Specifically, we grieved with hope at the graveside as we sang, “Because He lives, I can face tomorrow.” We grieved with hope on Father’s Day as I stood proudly with the other dads at church even though I had no son there with me. We grieved with hope on Mother’s Day with no son to offer Lisa her corsage. We grieved with hope as the medical bills arrived from the hospital and doctors. We grieved with hope as we wondered whether to return the baby shower gifts to the givers or to the store for future credit. We grieved with hope as the memory of Timothy’s little face began to fade and we had only the prenatal pictures. In a way we still grieve with hope, though we long for the day when neither grief nor hope will be necessary. “For now we see in a mirror dimly, but then face to face” (1 Corinthians 12:12).

7. We rejected “Goodbye” and embraced “See you soon.”

Although there is no consensus among Bible scholars as to the fate of children who die, we believe that Scripture tells us we will one day see Timothy again. And next time, his eyes will be open and full of wonder and glory!

For this reason, we have chosen never to speak again of the death of our son as a “loss.” We didn’t lose our boy—he is absolutely safe in the arms of Jesus.

8. We rejected heroism and embraced weakness.

As a man, this was probably more my struggle than Lisa’s. I had to come to terms with the fact that I am not a superhero. I hurt deeply inside and there were things that brute strength and determination could not overcome. I had to learn that although I am weak, God is sufficient.

I also learned how much of God’s comfort and strength come through my wife. Scripture says that God “will not allow you to be tempted beyond what you are able” (1 Corinthians 10:13). However, in a marriage, God has joined two into one (Genesis 2:24). Might there be times when God allows more than either spouse can handle alone, but that both can overcome together? He did for us.
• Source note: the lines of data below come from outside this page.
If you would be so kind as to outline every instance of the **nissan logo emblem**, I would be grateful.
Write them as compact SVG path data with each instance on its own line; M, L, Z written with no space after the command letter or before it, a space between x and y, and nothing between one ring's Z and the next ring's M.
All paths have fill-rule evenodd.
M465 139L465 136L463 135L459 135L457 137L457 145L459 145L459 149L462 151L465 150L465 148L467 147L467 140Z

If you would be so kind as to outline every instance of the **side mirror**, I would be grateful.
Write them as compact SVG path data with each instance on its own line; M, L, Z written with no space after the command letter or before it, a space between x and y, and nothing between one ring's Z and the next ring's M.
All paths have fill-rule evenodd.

I would offer a special word of counsel to husbands whose wives have recently experienced the loss of a child: She needs you now and she will need you for years to come. She needs your hand, your ear, your heart, your compassion, your tears, your attention, your encouragement, your faith, your courage, your love, your leadership, and your understanding (1 Peter 3:7). And you need hers, too.

In case you’re wondering, God has blessed us with more children: a precious daughter named Grace and an energetic boy named Evan. If you’re in the midst of an experience similar to ours, though, my heart goes out to you. I know it feels like the fight of your life and you can’t imagine ever recovering. In a lot of ways, you won’t. But that’s okay. Because He lives, better days are still ahead.